Dans un article puissant publié par the Conversation, F Clerget et E Genin dissèquent les contresens et les faiblesses de la « génomancie » dominante (terme utilisé par Jean-Claude kaplan en 1979). Les visions du film Bienvenue a Gattaca seraient elles en train de devenir réalité ? Depuis les promesses dithyrambiques faites à la Maison Blanche lors de la célébration de l’identification du génome Humain (le 26 juin 2000) « très bientôt les maladies seront guéries etc. » on constate qu’il n’en est rien. La génétique conquérante n’a pas permis de guérir les fléaux des maladies en particulier cérébrales, la quasi-totalité des traitements sur le marché ou en cours de l’être provenant d’approches expérimentales cliniques. Plus grave encore, la génétique moléculaire axée sur des maladies monogéniques (syndrome de Rett, X Fragile, Chorée de Huntington etc.) ont été élargies à des approches statistiques. Celles -ci consistent à établir une corrélation entre l’expression d’un trait chez un groupe d’individus et des marqueurs sur leur génome. Ces marqueurs peuvent être vus comme des petits drapeaux balisant tout le génome. L’idée sous-jacente est qu’une association entre un marqueur et un trait permet de détecter des facteurs génétiques indépendamment des facteurs d’environnement dans le trait étudié. Cette approche a été élargie à quasiment tout allant des maladies à l’intelligence, la lecture voire la probabilité de divorcer…On sait pourtant que corrélation ne veut pas dire relations causales. Un exemple assez frappant pris par les autrices
« Ainsi, une telle étude qui comparerait, en France, des personnes mettant du beurre doux sur leurs tartines et des individus tartinant plutôt du beurre salé identifierait un grand nombre de marqueurs génétiques associés à cette dernière préférence… Non pas parce qu’elle révélerait des facteurs génétiques conférant un goût particulier pour le beurre salé, mais parce que ces marqueurs ont une fréquence différente en Bretagne et dans les autres régions de France ! »

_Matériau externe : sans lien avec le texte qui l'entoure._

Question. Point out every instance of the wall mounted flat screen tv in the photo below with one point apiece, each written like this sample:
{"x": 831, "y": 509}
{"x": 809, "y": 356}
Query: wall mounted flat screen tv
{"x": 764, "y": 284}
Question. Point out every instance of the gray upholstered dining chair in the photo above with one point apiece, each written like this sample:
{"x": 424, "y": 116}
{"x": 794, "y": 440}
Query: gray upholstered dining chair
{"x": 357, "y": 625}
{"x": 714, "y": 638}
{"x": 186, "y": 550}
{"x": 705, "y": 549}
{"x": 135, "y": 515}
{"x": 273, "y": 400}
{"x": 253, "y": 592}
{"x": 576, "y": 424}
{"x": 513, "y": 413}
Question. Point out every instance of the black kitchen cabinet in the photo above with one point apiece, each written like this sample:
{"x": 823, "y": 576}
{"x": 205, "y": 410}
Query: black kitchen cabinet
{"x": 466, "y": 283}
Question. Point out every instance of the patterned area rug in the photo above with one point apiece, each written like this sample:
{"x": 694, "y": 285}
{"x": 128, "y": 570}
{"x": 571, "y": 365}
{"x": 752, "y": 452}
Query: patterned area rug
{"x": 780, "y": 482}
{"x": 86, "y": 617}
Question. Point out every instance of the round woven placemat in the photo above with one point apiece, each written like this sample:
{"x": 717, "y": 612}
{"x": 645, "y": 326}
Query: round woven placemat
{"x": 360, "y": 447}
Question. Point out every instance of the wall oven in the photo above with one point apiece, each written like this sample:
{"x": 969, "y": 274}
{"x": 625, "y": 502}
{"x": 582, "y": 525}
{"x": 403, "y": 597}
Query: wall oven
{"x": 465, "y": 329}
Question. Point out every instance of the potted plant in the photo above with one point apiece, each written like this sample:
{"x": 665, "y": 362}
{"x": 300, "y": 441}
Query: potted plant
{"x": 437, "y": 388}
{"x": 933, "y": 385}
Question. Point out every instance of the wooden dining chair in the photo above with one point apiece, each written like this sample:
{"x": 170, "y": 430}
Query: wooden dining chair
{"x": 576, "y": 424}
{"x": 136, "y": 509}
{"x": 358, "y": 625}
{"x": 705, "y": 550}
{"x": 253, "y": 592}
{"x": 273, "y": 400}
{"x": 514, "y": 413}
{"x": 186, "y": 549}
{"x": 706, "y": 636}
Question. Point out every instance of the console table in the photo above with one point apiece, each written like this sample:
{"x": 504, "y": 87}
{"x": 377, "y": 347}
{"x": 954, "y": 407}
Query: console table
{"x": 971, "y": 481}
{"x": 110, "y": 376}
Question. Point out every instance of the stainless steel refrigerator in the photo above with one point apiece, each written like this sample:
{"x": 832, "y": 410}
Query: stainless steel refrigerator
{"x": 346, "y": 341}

Cet article foisonne de données illustrant combien il est illusoire de faire abstraction de l’environnement surtout alors que nous apprenons tous les jours les méfaits de la pollution et du réchauffement climatique. Il faut accepter la complexité du vivant avec humilité et remettre la génétique en compagnonnage des autres sciences sans lesquelles elle ne permettra pas de contribuer à résoudre les défis qui nous guettent.